As seen above citations, observability focus on when they encounter problems, difficult to locate the problem solving system problems in operation, especially in large-scale distributed systems, business processes rely on a large number of downstream systems, and more It is to improve the positioning of the complexity of the problem. And have a good system can be observed in nature, can effectively locate the key to the problem with a very low cost. Observability shown below has three major support:

  • Log: Event program runs produced, can explain in detail its operation status
  • Indicators: a set of aggregate values, mainly used for monitoring infrastructure (machines, containers, network, etc.), but also has applications will be used to monitor the operational level, such as open source search system Elasticsearch have a query or write about the amount, time-consuming, refused rate application level indicators;
  • Application Performance Monitoring (Application Performance Monitor): Note that here the M stands for Monitor , refer to dive into the code-level track (or monitor), including the execution of internal procedures, the situation is the link between service calls, etc., can easily find the cause of the program "slow". APM is most commonly used to track a request to the web server process, including the implementation of internal logic, call external services and their corresponding time-consuming.
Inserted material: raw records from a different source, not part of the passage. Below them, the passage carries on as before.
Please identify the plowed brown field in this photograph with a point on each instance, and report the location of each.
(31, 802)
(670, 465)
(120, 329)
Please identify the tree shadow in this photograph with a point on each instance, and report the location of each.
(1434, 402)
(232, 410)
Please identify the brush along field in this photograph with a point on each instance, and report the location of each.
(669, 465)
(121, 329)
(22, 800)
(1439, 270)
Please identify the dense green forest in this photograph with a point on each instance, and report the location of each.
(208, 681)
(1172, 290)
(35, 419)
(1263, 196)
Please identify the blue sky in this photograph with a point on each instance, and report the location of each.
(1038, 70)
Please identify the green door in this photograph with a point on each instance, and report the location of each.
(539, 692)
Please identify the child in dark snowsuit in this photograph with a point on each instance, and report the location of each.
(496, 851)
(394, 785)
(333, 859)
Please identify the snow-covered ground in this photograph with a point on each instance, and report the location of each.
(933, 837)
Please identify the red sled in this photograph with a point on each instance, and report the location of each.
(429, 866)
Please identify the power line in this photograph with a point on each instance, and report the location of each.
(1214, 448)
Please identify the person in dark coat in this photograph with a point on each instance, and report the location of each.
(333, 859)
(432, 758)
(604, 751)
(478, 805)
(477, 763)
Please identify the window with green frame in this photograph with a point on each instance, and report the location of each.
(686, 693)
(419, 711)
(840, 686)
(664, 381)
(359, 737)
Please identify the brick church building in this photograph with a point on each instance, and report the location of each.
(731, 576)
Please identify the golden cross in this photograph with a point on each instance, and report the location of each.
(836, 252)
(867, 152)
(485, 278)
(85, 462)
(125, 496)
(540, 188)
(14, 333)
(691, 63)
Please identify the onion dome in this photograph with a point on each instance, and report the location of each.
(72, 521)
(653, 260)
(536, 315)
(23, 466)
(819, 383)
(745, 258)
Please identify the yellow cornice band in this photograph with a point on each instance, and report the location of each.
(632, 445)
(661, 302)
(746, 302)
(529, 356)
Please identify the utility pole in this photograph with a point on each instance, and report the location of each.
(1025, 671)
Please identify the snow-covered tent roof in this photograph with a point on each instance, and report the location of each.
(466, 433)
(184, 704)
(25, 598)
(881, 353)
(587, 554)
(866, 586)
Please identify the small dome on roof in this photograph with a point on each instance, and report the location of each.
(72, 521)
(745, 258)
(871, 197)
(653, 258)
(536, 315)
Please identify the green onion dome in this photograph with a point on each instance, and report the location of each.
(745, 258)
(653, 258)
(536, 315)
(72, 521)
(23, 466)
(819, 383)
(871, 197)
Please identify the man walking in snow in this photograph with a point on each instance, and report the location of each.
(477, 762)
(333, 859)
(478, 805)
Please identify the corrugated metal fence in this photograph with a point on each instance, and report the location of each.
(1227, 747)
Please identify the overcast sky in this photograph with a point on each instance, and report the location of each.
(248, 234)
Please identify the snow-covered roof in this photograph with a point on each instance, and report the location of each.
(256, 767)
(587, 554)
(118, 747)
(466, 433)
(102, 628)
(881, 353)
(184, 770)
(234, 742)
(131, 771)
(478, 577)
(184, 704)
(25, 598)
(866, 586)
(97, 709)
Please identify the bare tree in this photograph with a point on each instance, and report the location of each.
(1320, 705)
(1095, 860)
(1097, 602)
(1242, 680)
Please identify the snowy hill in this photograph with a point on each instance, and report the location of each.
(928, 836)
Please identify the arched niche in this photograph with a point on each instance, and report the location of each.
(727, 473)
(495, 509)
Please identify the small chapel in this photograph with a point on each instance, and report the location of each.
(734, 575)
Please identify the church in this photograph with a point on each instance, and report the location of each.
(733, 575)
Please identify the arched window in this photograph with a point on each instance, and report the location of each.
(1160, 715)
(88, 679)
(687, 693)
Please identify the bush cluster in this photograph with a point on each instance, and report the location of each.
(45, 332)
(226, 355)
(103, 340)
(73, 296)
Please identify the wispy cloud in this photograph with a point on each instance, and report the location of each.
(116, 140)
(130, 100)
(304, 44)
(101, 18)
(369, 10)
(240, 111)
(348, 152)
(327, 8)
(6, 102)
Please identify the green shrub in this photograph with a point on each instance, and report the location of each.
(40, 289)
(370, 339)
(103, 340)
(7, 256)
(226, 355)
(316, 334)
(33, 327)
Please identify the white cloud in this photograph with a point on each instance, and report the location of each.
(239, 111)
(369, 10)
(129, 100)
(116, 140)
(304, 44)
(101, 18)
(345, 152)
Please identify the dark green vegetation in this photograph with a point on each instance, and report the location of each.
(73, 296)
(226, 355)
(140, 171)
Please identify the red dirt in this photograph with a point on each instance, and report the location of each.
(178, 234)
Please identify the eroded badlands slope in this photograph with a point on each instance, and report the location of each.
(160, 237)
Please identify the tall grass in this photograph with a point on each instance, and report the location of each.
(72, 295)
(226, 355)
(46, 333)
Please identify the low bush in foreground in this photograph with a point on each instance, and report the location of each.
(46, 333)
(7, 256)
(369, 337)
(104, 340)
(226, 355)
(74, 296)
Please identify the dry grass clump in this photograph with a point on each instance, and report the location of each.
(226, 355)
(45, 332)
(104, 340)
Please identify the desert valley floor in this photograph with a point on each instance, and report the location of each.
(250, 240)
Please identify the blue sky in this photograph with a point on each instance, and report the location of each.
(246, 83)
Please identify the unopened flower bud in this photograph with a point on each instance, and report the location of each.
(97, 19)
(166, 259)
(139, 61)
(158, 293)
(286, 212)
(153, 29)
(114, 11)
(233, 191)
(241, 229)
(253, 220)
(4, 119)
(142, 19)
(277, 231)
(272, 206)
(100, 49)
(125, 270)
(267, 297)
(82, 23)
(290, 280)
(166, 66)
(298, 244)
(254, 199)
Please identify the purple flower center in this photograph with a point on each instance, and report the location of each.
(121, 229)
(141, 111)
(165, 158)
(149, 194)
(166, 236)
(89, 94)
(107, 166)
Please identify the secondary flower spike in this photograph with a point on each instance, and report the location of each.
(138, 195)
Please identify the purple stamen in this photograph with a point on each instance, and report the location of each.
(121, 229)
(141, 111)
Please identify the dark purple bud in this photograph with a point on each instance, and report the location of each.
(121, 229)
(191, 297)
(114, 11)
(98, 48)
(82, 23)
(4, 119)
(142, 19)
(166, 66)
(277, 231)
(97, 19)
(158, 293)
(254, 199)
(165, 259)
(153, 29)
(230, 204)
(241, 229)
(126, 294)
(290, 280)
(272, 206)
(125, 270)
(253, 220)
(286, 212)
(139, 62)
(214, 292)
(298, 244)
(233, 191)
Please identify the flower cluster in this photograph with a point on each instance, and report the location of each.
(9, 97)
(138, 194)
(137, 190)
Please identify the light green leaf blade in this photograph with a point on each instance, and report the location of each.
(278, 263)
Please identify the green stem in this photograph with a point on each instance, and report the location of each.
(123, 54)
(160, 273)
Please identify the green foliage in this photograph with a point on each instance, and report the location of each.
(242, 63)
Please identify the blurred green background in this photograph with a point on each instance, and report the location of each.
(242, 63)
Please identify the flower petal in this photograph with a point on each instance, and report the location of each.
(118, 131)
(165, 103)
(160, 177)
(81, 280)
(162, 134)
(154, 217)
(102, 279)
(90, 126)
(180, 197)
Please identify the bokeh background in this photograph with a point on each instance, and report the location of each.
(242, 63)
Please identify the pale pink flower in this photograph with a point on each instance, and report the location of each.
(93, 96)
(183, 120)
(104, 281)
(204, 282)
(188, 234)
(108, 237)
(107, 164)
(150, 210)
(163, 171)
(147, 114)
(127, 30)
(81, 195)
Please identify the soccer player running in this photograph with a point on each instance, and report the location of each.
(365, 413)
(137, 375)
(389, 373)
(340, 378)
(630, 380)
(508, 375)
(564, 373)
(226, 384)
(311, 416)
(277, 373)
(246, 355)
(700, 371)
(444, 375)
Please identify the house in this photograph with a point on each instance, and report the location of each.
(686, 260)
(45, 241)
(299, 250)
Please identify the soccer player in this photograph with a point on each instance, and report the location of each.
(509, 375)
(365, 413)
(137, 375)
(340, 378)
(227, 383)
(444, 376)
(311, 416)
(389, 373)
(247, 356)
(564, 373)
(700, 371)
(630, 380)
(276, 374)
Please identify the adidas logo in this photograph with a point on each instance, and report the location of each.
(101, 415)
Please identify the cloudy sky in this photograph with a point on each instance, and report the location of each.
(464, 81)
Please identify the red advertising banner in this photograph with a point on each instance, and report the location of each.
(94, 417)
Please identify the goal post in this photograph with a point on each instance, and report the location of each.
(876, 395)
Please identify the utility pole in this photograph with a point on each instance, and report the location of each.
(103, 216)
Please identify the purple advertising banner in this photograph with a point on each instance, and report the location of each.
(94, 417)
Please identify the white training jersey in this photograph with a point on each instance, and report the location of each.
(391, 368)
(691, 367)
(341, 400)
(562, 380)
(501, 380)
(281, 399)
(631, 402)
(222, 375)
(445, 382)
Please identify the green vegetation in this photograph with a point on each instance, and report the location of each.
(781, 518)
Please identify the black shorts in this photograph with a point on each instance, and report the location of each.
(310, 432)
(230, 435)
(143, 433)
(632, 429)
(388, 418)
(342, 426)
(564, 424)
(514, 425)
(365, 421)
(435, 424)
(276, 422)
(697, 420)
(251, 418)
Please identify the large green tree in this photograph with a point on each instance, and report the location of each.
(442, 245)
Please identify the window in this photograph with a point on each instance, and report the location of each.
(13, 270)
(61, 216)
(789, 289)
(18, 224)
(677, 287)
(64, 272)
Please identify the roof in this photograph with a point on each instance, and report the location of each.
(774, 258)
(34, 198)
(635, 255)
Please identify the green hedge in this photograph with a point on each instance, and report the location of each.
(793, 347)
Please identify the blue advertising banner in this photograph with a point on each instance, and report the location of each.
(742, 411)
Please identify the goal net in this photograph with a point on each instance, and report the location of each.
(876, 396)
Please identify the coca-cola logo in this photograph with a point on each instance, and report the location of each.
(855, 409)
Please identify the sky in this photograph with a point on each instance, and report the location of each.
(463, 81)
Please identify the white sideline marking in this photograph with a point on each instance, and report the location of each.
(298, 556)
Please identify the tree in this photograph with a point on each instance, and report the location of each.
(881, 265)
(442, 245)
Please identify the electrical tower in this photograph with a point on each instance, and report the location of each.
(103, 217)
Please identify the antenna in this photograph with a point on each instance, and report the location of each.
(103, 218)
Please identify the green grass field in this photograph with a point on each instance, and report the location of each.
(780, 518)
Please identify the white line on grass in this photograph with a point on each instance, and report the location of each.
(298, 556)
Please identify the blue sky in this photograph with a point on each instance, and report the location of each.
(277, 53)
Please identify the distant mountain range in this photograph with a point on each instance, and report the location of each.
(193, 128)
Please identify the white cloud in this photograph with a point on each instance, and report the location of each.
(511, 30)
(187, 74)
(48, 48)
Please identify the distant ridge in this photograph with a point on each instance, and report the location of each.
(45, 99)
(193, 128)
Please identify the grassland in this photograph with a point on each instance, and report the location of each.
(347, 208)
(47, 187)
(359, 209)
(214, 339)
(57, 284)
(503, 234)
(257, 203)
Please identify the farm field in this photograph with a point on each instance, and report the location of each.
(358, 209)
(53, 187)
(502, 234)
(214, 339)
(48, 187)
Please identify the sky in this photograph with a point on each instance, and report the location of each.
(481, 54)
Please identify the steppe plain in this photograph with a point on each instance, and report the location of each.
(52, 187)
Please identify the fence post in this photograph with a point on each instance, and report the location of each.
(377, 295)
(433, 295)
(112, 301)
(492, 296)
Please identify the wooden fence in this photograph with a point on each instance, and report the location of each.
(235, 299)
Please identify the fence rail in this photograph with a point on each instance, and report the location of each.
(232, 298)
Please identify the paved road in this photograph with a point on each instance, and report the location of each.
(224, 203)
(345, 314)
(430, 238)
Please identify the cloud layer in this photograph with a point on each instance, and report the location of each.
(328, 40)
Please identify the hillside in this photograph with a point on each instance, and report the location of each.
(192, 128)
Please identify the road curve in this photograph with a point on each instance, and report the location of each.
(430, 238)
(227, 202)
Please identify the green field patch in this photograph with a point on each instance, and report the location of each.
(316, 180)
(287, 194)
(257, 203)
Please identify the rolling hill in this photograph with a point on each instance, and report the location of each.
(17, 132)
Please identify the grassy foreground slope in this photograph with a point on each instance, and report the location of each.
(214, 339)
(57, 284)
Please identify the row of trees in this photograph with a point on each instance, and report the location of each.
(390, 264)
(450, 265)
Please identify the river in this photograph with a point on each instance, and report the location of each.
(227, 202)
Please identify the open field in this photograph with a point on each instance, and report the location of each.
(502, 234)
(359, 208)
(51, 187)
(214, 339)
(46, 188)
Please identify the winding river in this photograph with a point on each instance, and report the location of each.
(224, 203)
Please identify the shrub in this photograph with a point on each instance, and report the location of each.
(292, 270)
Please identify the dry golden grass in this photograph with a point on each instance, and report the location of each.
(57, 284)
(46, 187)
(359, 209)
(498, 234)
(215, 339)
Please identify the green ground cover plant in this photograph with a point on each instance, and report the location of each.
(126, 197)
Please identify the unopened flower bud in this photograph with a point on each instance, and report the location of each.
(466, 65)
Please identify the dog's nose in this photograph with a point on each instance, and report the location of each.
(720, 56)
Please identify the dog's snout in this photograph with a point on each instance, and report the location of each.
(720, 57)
You can observe the three elements of

It says so much, popular thing about an example, when you are responsible for the business logic of complex systems, third-party services depend on the premise middleware or more. One day, you receive a series of police performance, ask your boss why you ** This interface is so slow? ** If the observability do relatively poor system, you crazy play log log, statistical time-consuming among the various lines of code, and then on the line, which line analysis in the end more slowly in the vast ocean of the log, if found Congratulations to you, you are lucky, you only need to remove the logs or change the log level, and then the last line on it!

However, it is likely to be not found, then it will not happen GC? At that time more bandwidth? Will server load was high? And so the possibility you because there is no complete record, is once not now, you will be difficult to ensure that the interface is not responsible for the outbreak performance will alarm problem, your boss will doubt your abilities! Well terrible about?

If then, heaven-sent you a fully functional APM system, you stated by the police in traceid , APM platform in the search for the corresponding call chain, we found the interface very time-consuming your dependent, or through your Metrics found During that time GC is very frequent, and through the log to get specific implementation information, Bingo! I believe the problem has been pretty close, less than 10 minutes the boss replies: "I found the problem, because balabala", yes, asked me why I have APM, because everything under control .

APM Brief

By analyzing the previous section, we know what is observability . APM that a good product is to improve the observability of the application. Most products currently on the market APM Application Performance Monitoring (the Application Performance Monitoring) , but the definition of Wikipedia is the application performance management (the Application Performance Management) .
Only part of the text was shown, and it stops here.